Peoples Bank & Trust Co. v. Packard

Annotate this Case

642 P.2d 57 (1982)

PEOPLES BANK & TRUST CO., Plaintiff-Appellant, v. William F. PACKARD, Defendant-Appellee, and Ross Ferry, Defendant.

No. 81CA0733.

Colorado Court of Appeals, Div. III.

February 18, 1982.

Krys, Boyle, Golz & Keithley, Roger L. Keithley, Denver, for plaintiff-appellant.

Cogswell & Wehrle, C. Scott Crabtree, Denver, for defendant-appellee.

TURSI, Judge.

Plaintiff, Peoples Bank & Trust Company (Peoples), appeals from an order of the trial court entered pursuant to C.R.C.P. 105(f)(2) which released certain described real property from its notices of lis pendens. We affirm.

Peoples filed a complaint against defendants, William F. Packard and Ross Ferry, alleging breach of a trust relationship and seeking money damages as a result of the breach. Packard answered the complaint *58 and counterclaimed for money damages based upon Peoples' alleged abandonment of premises leased from Packard, and breach of the lease. Peoples then filed notices of lis pendens in Adams and Arapahoe counties regarding the leased property. The notices stated that the basis of the claim concerning the real property was the counterclaim filed by Packard.

Subsequent to the filing of the notices of lis pendens, Peoples filed its reply to the counterclaim claiming a set-off for the value of improvements it had made to the premises. On or about July 1, 1981, Packard filed a motion pursuant to newly amended C.R.C.P. 105(f)(2) seeking to have the property released from the notices of lis pendens, claiming that judgment on the issues raised by the pleadings would not affect the title of the described real property.

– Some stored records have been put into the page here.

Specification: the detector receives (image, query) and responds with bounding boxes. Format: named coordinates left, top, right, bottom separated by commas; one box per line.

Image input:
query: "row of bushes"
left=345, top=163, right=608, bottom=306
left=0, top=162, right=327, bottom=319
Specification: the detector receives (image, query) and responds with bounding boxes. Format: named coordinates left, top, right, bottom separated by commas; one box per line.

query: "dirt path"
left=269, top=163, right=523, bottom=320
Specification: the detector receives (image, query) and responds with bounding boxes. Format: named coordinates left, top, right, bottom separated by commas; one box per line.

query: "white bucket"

The trial court concluded that Packard's counterclaim did "not affect title to real property inasmuch as possession, use and enjoyment are not in issue but rather it is a claim solely for money damages." The trial court then ordered that the described property be released from the notices of lis pendens. We agree with the trial court's analysis.

C.R.C.P. 105(f)(2), effective July 1, 1981, allows "[a]ny interested person [to] petition the court in the action identified in the notice of lis pendens for a determination that a judgment on the issues raised by the pleadings in the pending action will not affect all, or a designated part, of the real property described in the notice of lis pendens...."[1] (emphasis added)

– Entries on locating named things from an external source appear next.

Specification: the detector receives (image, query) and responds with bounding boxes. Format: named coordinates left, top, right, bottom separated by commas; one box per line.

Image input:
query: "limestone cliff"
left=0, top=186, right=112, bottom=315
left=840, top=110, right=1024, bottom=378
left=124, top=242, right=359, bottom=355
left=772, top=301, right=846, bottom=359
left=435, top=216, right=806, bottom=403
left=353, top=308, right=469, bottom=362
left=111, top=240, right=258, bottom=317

Nothing in Peoples' complaint, Packard's counterclaim, nor Peoples' reply, states a claim for relief affecting the title to real property, nor is there any claim relating to possession, use, or enjoyment of the property. Hammersley v. District Court, 199 Colo. 442, 610 P.2d 94 (1980); Clopine v. Kemper, 140 Colo. 360, 344 P.2d 451 (1959).

Therefore, the trial court properly concluded that the issues raised by the pleading would not affect all, or any part, of the designated property. The notices of lis pendens were void ab initio. Otten v. Birdseye, 527 P.2d 925 (Colo.App.1974) (not selected for official publication).

Order affirmed.



[1] Further, this subsection provides:

"Such order shall be a final judgment as to the matters set forth therein and if the order includes the determination required by Rule 54(b) as to its finality apart from remaining issues, it shall be appealable only as a separate judgment of that date."